0 9.66days (flat, cum) 99.70% of Total
. . 155: h.Write([]byte(key))
. . 156: return c.buckets[h.Sum32()&c.bucketMask]
. . 157:}
. . 158:
. . 159:func (c *Cache) promote(item *Item) {
. 9.66days 160: c.promotables <- item
. . 161:}
. . 162:
. . 163:func (c *Cache) worker() {
. . 164: defer close(c.donec)
. . 165:

all ccache.Get() calls end up sending to a single c.promotables channel. cache being a crucial part of our service, we have to consider other options; Dgraph has an excellent article about state of cache in go, they also have an excellent cache module called ristretto. unfortunately ristretto doesn’t support Ttl based eviction yet, we could workaround this problem by using a very large MaxCost and keep a timeout value in our cache struct (we wish to keep stale data in cache). let’s see the result using ristretto:

goroutine analysis

Great!

we managed to reduce maximum goroutine runtime from 5000 ms to 22 ms. still most of the execution time is split between “sync block” and “”scheduler wait”. let’s see if there’s anything we can do about that:

sync block time graph

there’s little more we can do about fdMutex.rwlock let’s now focus on the other one : gcMarkDone which is responsible for 53% of block time. this function is part of go garbage collection process. having these on hot spot are often a sign that we are putting a lot of pressure on gc.

alloc optimization

at this point it may be useful to see how go garbage collection works; go uses a tri-color mark and sweep collector. it keeps tracking of everything that’s allocated and once it reaches twice (or whatever value GOGC is set to) the size of previous size, GC sweep starts. mark happens in three phases:

  • Mark Setup (STW)
  • Marking (concurrent)
  • Mark Termination (STW)

Stop The World phases put the entire exectution to halt, although they’re generally very short, tight loops can extend their duration. that’s because currently (go v1.13) goroutines are only preemptible at function call points, thus it is possible for a tight loop to cause arbitrarily long pause time since GC waits for all goroutines to stop.
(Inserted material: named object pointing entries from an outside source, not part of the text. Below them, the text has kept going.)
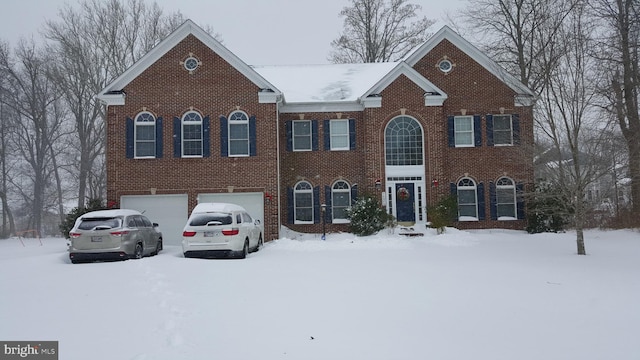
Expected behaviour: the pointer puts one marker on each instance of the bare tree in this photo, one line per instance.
(94, 44)
(619, 49)
(379, 31)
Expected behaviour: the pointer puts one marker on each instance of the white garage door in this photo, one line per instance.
(169, 211)
(252, 202)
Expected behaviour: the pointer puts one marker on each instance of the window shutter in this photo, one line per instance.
(177, 137)
(224, 136)
(290, 209)
(477, 130)
(520, 201)
(289, 129)
(326, 129)
(354, 194)
(327, 199)
(314, 135)
(352, 134)
(129, 137)
(492, 201)
(515, 122)
(159, 140)
(480, 191)
(451, 131)
(316, 205)
(206, 137)
(252, 136)
(489, 130)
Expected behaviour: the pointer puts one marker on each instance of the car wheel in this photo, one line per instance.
(245, 249)
(138, 252)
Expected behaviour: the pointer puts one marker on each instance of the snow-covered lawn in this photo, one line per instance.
(462, 295)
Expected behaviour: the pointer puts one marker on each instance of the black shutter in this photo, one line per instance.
(515, 122)
(159, 140)
(206, 137)
(316, 205)
(289, 130)
(352, 134)
(492, 201)
(314, 135)
(290, 209)
(489, 130)
(327, 201)
(520, 201)
(129, 138)
(477, 130)
(326, 129)
(481, 202)
(177, 137)
(451, 131)
(252, 136)
(224, 136)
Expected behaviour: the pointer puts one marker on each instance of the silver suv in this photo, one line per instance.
(112, 235)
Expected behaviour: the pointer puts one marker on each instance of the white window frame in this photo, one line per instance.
(186, 120)
(340, 187)
(333, 134)
(294, 136)
(473, 188)
(456, 131)
(145, 119)
(511, 187)
(238, 118)
(495, 117)
(302, 188)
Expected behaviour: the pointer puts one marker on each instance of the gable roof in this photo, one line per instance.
(447, 33)
(187, 28)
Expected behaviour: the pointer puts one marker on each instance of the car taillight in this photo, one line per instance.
(119, 233)
(232, 231)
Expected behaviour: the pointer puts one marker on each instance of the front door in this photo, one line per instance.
(405, 202)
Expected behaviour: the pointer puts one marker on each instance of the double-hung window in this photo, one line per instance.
(463, 131)
(302, 135)
(467, 200)
(502, 130)
(145, 135)
(238, 134)
(192, 135)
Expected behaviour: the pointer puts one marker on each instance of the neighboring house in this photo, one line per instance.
(191, 122)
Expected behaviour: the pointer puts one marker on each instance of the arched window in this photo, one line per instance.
(192, 134)
(303, 203)
(238, 134)
(145, 135)
(506, 198)
(403, 142)
(340, 201)
(467, 199)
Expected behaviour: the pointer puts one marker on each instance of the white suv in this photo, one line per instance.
(221, 229)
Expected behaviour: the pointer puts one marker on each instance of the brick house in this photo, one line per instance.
(191, 122)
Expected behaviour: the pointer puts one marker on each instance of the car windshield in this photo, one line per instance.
(211, 219)
(99, 223)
during marking gc utilizes about 25% of GOMAXPROCS but additional goroutines can be forced into mark assist, this happens when a rapidly allocating goroutine outruns the background marker, in order to reduce the latency caused by gc we need minimize heap usage; there are two things to note:

  1. number of allocations matters more than size (e.g 1000 allocations of a 20 bytes struct puts much more stress on heap than a single 20000 bytes allocation)
  2. unlike languages like C/C++, not all allocations end up in heap. go compiler decides whether a variable escapes to heap or it can be allocated inside stack frame. unlike heap-allocated variables, stack-allocated variables do not put pressure on gc

for more information on go memory model and gc design check this presentation.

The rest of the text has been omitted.